When the dog is readily leaving the covered treat alone, start removing your hand. But, be ready to cover the treat again if necessary. The goal is for the dog to ignore the uncovered treat, but you want to prevent the dog from getting the food at all costs. When the dog looks away, leans back, or in some way shows disinterest in the uncovered food, mark and reward with a higher value treat from your other hand.
Place the dog on a leash and do this same exercise standing up. Except now, use your foot rather than your hand to cover the dropped food. The leash is for preventing the dog from getting any food that you accidentally miss or kick away.
If the dog is automatically leaving the food alone when you drop it to the floor, you have taught great impulse control. Now you’re ready to add the “leave it” cue. Because the dog understands the concept, you shouldn’t have to use the cue, but it’s fantastic for other situations too. Before you drop the food, tell the dog to “leave it.” When the dog ignores the food, mark and reward with the higher value treats in your other hand. After many repetitions, the dog should understand the meaning of the cue.
Now it’s time to up your training and walk the dog past things that need to be ignored.
With the dog out of the room, place low value treats in a row along the ground. Space them several feet apart. Now bring your leashed dog into view of the floor treats, say “leave it,” and walk past the row. At each treat, mark and reward the dog with a high value treat for ignoring the floor treat, then walk on to the next. Don’t try to do the whole row at once. If the dog tries to eat the floor treat, quickly cover it with your foot, using the leash to prevent the dog from reaching the treat before you.
When the dog is ignoring each treat one at a time, try walking past the entire row after giving the “leave it” cue. Reward a successful run with something extra special like a game of tug or a chew bone. Show the dog that ignoring things means the chance for something even more amazing.
Repeat the above exercises outside on the sidewalk or in the yard.

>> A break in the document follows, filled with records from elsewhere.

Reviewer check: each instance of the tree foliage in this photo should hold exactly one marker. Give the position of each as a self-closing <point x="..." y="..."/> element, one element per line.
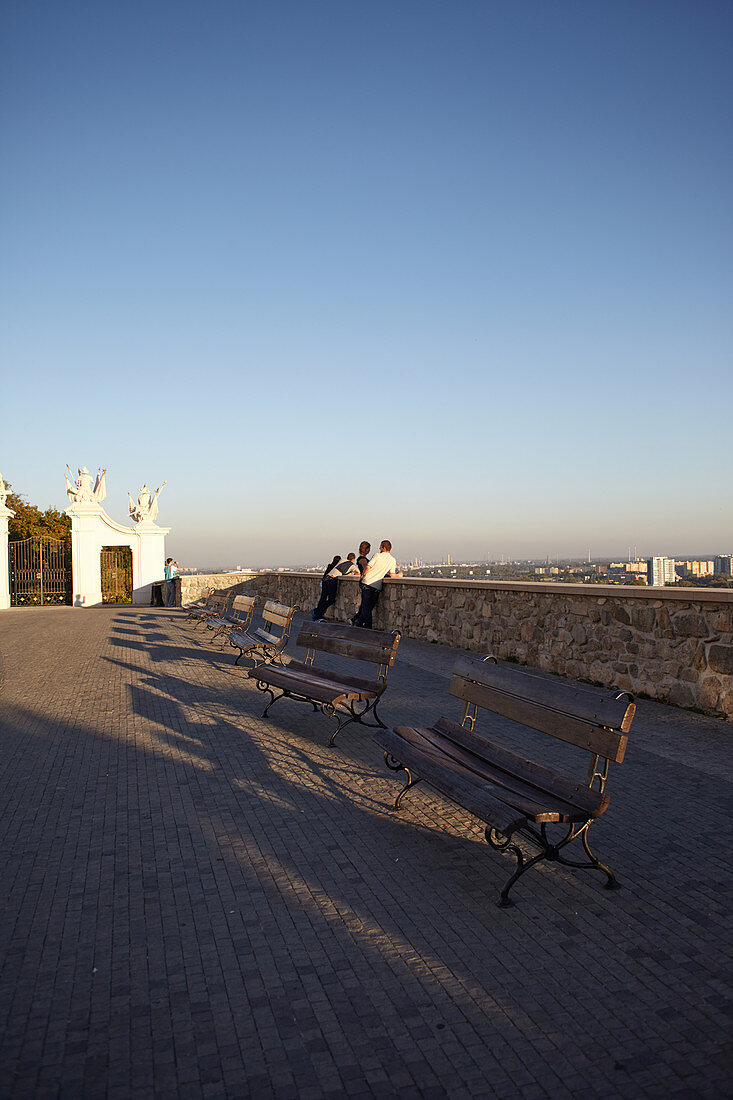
<point x="30" y="523"/>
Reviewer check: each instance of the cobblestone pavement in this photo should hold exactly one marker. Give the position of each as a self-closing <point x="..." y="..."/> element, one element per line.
<point x="198" y="902"/>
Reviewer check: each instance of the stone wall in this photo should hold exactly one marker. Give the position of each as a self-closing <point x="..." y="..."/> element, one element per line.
<point x="192" y="586"/>
<point x="674" y="645"/>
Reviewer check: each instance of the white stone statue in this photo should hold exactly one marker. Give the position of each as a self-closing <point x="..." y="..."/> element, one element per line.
<point x="145" y="509"/>
<point x="81" y="491"/>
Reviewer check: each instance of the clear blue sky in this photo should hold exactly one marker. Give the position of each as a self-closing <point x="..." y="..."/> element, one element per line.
<point x="456" y="274"/>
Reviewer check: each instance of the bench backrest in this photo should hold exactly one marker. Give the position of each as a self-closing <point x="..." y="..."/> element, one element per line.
<point x="241" y="609"/>
<point x="376" y="646"/>
<point x="242" y="604"/>
<point x="280" y="616"/>
<point x="592" y="719"/>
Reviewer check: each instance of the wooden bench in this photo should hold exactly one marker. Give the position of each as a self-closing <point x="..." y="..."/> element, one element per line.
<point x="335" y="693"/>
<point x="265" y="642"/>
<point x="237" y="616"/>
<point x="514" y="796"/>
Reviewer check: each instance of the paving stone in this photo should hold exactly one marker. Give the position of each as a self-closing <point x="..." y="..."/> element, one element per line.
<point x="199" y="902"/>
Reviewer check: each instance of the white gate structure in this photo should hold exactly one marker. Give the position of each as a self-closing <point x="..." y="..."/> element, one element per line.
<point x="91" y="529"/>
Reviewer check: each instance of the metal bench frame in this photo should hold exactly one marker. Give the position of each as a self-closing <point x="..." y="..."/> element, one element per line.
<point x="261" y="646"/>
<point x="337" y="695"/>
<point x="518" y="798"/>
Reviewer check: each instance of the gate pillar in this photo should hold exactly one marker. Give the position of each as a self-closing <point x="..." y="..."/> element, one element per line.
<point x="86" y="569"/>
<point x="6" y="514"/>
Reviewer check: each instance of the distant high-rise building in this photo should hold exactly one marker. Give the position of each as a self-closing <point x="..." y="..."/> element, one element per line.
<point x="660" y="571"/>
<point x="724" y="564"/>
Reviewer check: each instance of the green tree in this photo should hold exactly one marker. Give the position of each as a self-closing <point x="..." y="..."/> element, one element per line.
<point x="30" y="523"/>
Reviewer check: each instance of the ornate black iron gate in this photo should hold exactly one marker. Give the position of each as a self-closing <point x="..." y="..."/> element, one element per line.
<point x="39" y="572"/>
<point x="117" y="574"/>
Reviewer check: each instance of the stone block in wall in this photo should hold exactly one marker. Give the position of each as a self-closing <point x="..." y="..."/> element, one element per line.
<point x="720" y="659"/>
<point x="690" y="624"/>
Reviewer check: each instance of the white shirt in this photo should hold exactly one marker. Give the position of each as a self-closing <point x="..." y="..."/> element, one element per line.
<point x="378" y="569"/>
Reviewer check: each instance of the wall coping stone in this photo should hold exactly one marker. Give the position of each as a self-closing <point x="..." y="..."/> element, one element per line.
<point x="626" y="591"/>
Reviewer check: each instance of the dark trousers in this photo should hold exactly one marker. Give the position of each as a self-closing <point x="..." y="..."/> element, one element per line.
<point x="329" y="587"/>
<point x="369" y="597"/>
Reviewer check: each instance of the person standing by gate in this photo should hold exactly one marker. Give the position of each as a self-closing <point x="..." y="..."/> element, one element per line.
<point x="171" y="570"/>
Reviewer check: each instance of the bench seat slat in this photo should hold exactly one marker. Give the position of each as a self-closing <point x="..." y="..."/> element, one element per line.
<point x="304" y="684"/>
<point x="330" y="675"/>
<point x="478" y="799"/>
<point x="536" y="774"/>
<point x="341" y="630"/>
<point x="542" y="802"/>
<point x="360" y="651"/>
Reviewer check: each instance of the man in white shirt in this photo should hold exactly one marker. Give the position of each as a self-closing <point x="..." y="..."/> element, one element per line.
<point x="382" y="564"/>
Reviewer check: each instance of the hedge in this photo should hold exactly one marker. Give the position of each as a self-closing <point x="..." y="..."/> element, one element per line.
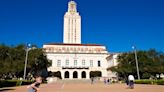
<point x="12" y="83"/>
<point x="146" y="81"/>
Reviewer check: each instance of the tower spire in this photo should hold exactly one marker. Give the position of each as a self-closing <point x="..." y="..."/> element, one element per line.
<point x="72" y="25"/>
<point x="72" y="6"/>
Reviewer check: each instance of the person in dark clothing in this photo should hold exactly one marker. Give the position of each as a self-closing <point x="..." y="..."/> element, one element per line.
<point x="34" y="87"/>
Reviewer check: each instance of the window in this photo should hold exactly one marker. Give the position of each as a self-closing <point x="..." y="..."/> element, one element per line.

The more locations in which you train, the better the dog will respond no matter where you are.
Replace the food on the ground with other objects the dog loves, such as chew toys or tennis balls. This will help the dog generalize the cue from food to anything you don’t want the dog to have.
When the dog is reliable with the cue, no matter what the object, it’s time to try “leave it” with real-world distractions like a cat or a person riding a bicycle. Be ready with a super high-value reward and keep the dog on leash to prevent the dog from taking off after the distraction. Remember, don’t use the cue if you know the dog won’t respond. You don’t want the dog to practice ignoring you! Instead, go back to training and work that particular distraction into your routine.